L'idée de la ministre de l'Éducation, Line Beauchamp, qui compte demander aux écoles privées et publiques à vocation particulière d'intégrer les élèves handicapés ou en difficulté d'apprentissage, soulève les passions.

«C'est pitoyable», lance Alain Marois, président de l'Alliance des professeurs de Montréal. À la Commission scolaire de Montréal, dit-il, 27% des élèves sont en difficulté.

Pour lui, c'est de la pensée magique que d'imaginer qu'on peut intégrer les enfants sans ajouter d'argent.

De l'argent, il en faut: pour embaucher des spécialistes, pour réduire la taille des classes, pour remettre au goût du jour les fameuses «classes spéciales», sur lesquelles les fonctionnaires lèvent trop le nez, selon M. Marois, orthopédagogue de formation.

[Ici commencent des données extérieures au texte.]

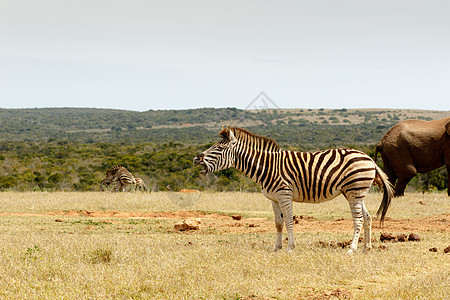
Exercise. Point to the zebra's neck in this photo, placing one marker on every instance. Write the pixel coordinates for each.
(258, 164)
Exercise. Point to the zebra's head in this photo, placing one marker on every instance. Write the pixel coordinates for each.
(219, 156)
(111, 173)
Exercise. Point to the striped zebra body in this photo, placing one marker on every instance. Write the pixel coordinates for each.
(121, 177)
(287, 176)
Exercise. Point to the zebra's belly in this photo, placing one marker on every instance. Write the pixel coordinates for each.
(318, 198)
(299, 197)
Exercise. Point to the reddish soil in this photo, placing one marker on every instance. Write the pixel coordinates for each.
(226, 224)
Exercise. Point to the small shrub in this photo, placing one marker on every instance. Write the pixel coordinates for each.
(100, 255)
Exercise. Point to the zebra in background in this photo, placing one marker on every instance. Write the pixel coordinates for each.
(121, 177)
(287, 176)
(140, 185)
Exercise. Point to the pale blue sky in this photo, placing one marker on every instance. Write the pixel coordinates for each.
(142, 55)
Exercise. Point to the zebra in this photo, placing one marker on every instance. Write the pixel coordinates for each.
(139, 185)
(121, 177)
(287, 176)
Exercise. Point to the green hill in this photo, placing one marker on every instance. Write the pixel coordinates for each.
(70, 148)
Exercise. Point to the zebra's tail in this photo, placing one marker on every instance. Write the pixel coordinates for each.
(388, 193)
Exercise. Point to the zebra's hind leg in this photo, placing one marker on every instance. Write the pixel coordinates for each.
(356, 206)
(367, 229)
(278, 225)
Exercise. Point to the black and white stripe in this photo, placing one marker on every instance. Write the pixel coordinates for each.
(287, 176)
(121, 177)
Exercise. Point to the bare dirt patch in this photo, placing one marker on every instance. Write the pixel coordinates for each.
(226, 224)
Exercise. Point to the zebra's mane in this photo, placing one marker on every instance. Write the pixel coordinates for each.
(265, 143)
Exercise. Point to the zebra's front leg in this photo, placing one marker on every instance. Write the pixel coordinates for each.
(357, 214)
(367, 228)
(285, 204)
(278, 225)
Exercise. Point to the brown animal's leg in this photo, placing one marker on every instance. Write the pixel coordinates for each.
(448, 181)
(403, 180)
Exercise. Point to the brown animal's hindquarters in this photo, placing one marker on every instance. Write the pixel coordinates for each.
(414, 146)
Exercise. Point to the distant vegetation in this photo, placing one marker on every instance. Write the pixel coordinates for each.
(70, 148)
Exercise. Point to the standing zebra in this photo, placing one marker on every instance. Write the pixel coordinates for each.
(140, 185)
(287, 176)
(121, 176)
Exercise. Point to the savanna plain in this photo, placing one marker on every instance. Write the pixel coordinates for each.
(92, 245)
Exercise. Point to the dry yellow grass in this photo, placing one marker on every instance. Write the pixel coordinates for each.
(139, 258)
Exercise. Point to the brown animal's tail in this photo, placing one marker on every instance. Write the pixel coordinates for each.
(388, 193)
(378, 149)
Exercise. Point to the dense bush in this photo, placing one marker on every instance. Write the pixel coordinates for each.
(71, 148)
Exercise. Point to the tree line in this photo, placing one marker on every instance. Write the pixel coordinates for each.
(69, 166)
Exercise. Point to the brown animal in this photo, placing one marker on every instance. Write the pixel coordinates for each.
(415, 146)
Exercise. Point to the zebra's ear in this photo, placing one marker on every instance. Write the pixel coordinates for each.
(231, 136)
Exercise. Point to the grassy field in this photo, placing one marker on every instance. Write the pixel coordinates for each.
(123, 246)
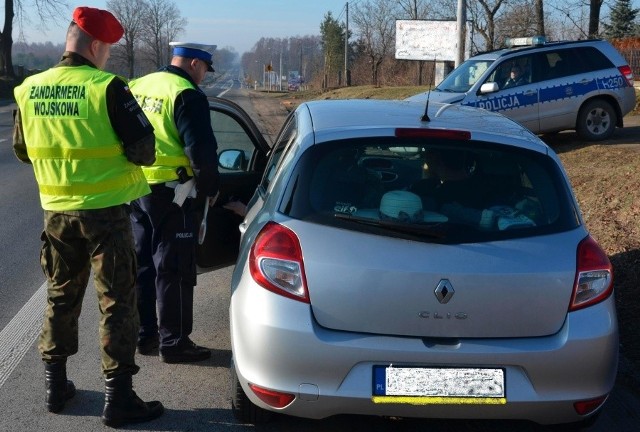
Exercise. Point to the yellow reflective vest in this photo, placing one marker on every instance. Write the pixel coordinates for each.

C'est dire l'ampleur du fossé qui sépare la ministre Beauchamp du syndicat d'enseignants le plus important de Montréal: l'Alliance qui favorise le retour des classes spéciales, la ministre qui prône l'intégration.

Solutions personnalisées

Lise Bibaud, directrice générale de l'Association québécoise des troubles d'apprentissage, salue pour sa part l'ouverture d'esprit et la rapidité de réaction de la ministre, «qui promet que tout sera en place dès la prochaine année scolaire».

L'Association ne revendique pas l'intégration à tout prix, insiste Mme Bibaud, mais plutôt l'évaluation des problèmes de chaque élève et l'application de solutions personnalisées. «Il peut même arriver que l'intégration de l'élève dans une classe ordinaire soit la solution idéale à un moment donné et que d'autres solutions s'imposent quelques années plus tard. L'important, c'est de ne pas donner dans le mur-à-mur et d'offrir un continuum de services.»

Coûteux, non? «Le Ministère verse déjà de fortes sommes d'argent aux commissions scolaires. Commençons par voir la façon optimale d'utiliser cet argent. Je suppose qu'il sera possible d'en avoir un peu plus au besoin», répond Mme Bibaud.

Catégorisation à tout crin

Jean-Louis Portal, directeur du secondaire au Collège français de Montréal, en a, lui, contre la catégorisation à tout crin. Les dyslexiques, dont on parlait beaucoup il y a quelques années, ne sont-ils pas très nombreux à devenir présidents d'entreprise? demande-t-il.

Et où situer les problèmes de comportement, dans tout cela? demande M. Portal. À son avis, les collèges privés peuvent peut-être intégrer plus d'élèves en difficulté d'apprentissage, mais ils demeurent mal outillés pour faire face aux comportements vraiment problématiques.

Ce qui se trouve au coeur de ce débat, dit Réjean Parent, président de la Centrale des syndicats du Québec (qui regroupe les deux tiers des enseignants du Québec), c'est la composition des classes. Quand on retire des classes tous les meilleurs éléments - happés par le privé ou par les écoles publiques à vocation particulière -, on en arrive à ceci: 10 ou 15 élèves en difficulté face à une enseignante complètement débordée.

Les collèges privés sont prêts à admettre plus d'élèves en difficulté, conclut pour sa part Jean-Marc St-Jacques, président de la Fédération des établissements d'enseignement privés. Encore faut-il, fait-il observer, qu'ils reçoivent des subventions en conséquence.